Microencapsulation is also used to deliver chemicals for a long period. 

BAs are appearing as a perfect excipient in microencapsulation, to enhance delivery and offering protection from the immune system.[5]

The roles of BAs as targets for drug development

Bile acid-related drugs play important roles in regulating metabolism. Drug development based on these targets could provide new hope for patients with a relative lower cost.[6] 

BAs can be used to build a prodrug, which is a biologically inactive molecule that undergoes chemical transformations once introduced into the body. By doing so, the pharmaceutical profile of parent drugs is refined through utilizing bile acid transporters.

Enhancing the core structure of ACV (antiherpetic drug acyclovir) with bile acids can deliver prodrugs with amplified antiviral activity:  ACV-cholate had an eight-fold higher activity than ACV alone.[7]

Bile acids drug carrier systems, as mixed micelles, bilosomes and drug conjugates are nanocarriers used in many fields.

In oncology, for example, the cytotoxic properties of hydrophobic BAs have been engineered to develop novel chemotherapy drugs, Furthermore, some bile acid derivatives have demonstrated anti-proliferative activities against a wide variety of human cancer cell lines including.

  • breast, 
  • prostate, 
  • cervical, 
  • colon,
  • liver cancer cells.

They have recently been optimized through conjugation with hydrophilic polymers, which has led to the development of bile acid-based nanoparticles with tunable sizes[8]

The future for these impressive excipients is to build a new precision medicine, which means to realize personalized medicines to each patient.

[1]Pavlović N, Goločorbin-Kon S, Ðanić M, Stanimirov B, Al-Salami H, Stankov K, Mikov M. Bile Acids and Their Derivatives as Potential Modifiers of Drug Release and Pharmacokinetic Profiles. Front Pharmacol. 2018 Nov 8;9:1283.

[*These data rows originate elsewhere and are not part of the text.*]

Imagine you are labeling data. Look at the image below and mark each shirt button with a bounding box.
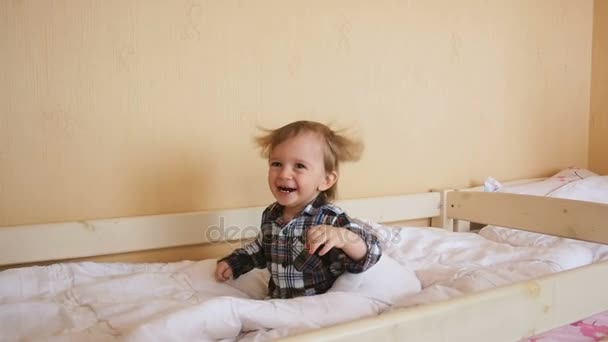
[282,261,288,267]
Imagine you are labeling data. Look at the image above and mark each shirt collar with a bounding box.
[267,193,328,221]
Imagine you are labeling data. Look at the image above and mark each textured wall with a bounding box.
[590,0,608,174]
[0,0,594,226]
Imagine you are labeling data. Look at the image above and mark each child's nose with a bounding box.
[278,167,292,179]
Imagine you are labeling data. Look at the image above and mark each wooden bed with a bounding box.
[1,190,607,341]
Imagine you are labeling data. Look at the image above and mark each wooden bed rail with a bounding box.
[446,191,608,244]
[0,192,441,267]
[281,259,608,342]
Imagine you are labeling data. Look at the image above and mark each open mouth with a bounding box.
[278,186,296,193]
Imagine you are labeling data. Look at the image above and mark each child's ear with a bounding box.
[318,170,338,191]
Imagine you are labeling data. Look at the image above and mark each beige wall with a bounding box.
[0,1,594,227]
[590,0,608,174]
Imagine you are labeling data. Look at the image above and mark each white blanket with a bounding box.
[0,223,597,341]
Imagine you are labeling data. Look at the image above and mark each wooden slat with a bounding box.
[449,178,547,232]
[0,192,441,266]
[0,207,265,266]
[447,191,608,244]
[281,260,608,342]
[338,192,441,223]
[0,241,250,271]
[457,177,547,192]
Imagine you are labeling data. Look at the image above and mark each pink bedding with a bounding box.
[524,311,608,341]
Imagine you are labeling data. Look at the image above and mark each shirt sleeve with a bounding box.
[333,213,382,273]
[218,232,267,279]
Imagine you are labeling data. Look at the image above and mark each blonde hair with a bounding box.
[255,121,363,201]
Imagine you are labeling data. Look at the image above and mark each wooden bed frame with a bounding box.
[1,190,607,341]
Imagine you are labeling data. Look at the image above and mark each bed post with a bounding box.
[431,190,454,231]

[2]Pavlović N, Goločorbin-Kon S, Ðanić M, Stanimirov B, Al-Salami H, Stankov K, Mikov M. Bile Acids and Their Derivatives as Potential Modifiers of Drug Release and Pharmacokinetic Profiles. Front Pharmacol. 2018 Nov 8;9:1283.

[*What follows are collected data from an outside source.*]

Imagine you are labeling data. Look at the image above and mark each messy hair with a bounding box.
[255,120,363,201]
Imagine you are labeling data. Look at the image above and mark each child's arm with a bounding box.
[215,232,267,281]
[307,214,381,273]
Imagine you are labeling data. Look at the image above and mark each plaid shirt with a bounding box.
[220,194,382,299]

[3]Kovacevic B, Jones M, Ionescu C, Walker D, Wagle S, Chester J, Foster T, Brown D, Mikov M, asMooranian A, Al-Salami H. The emerging role of bile acids as critical components in nanotechnology and bioengineering: Pharmacology, formulation optimizers and hydrogel-biomaterial applications. Biomaterials. 2022 Apr;283:121459.

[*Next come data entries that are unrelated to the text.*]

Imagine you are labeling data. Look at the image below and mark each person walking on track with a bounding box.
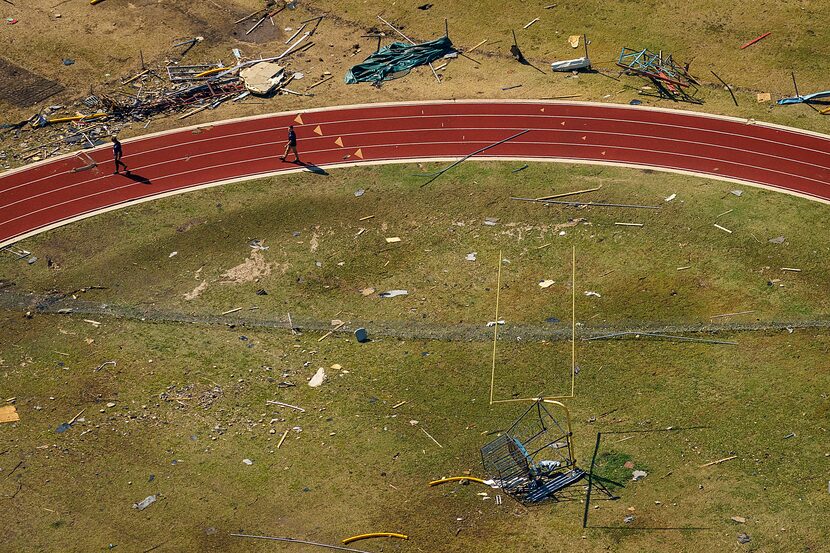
[280,125,301,163]
[112,136,128,175]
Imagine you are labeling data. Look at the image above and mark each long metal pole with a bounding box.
[230,534,372,553]
[571,245,576,398]
[489,250,502,405]
[421,129,530,187]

[4]Zaklan D, Nešić D, Mitrović D, Lazarević S, Đanić M, Mikov M, Pavlović N. Influence of Bile Acids on Clindamycin Hydrochloride Skin Permeability: In Vitro and In Silico Preliminary Study. Eur J Drug Metab Pharmacokinet. 2024 Feb 8.

[5]Mooranian A, Jones M, Ionescu CM, Walker D, Wagle SR, Kovacevic B, Chester J, Foster T, Johnston E, Mikov M, Al-Salami H. Pharmaceutical formulation and polymer chemistry for cell encapsulation applied to the creation of a lab-on-a-chip bio-microsystem. Ther Deliv. 2022 Jan;13(1):51-65.

[6]Shen H, Ding L, Baig M, Tian J, Wang Y, Huang W. Improving glucose and lipids metabolism: drug development based on bile acid related targets. Cell Stress. 2021 Jan 5;5(1):1-18.

[7]Chayrov RL, Stylos EK, Chatziathanasiadou MV, Chuchkov KN, Tencheva AI, Kostagianni AD, Milkova TS, Angelova AL, Galabov AS, Shishkov SA, Todorov DG, Tzakos AG, Stankova IG. Tailoring acyclovir prodrugs with enhanced antiviral activity: rational design, synthesis, human plasma stability and in vitro evaluation. Amino Acids. 2018 Aug;50(8):1131-1143.

[8]Faustino C, Serafim C, Rijo P, Reis CP. Bile acids and bile acid derivatives: use in drug delivery systems and as therapeutic agents. Expert Opin Drug Deliv. 2016 Aug;13(8):1133-48.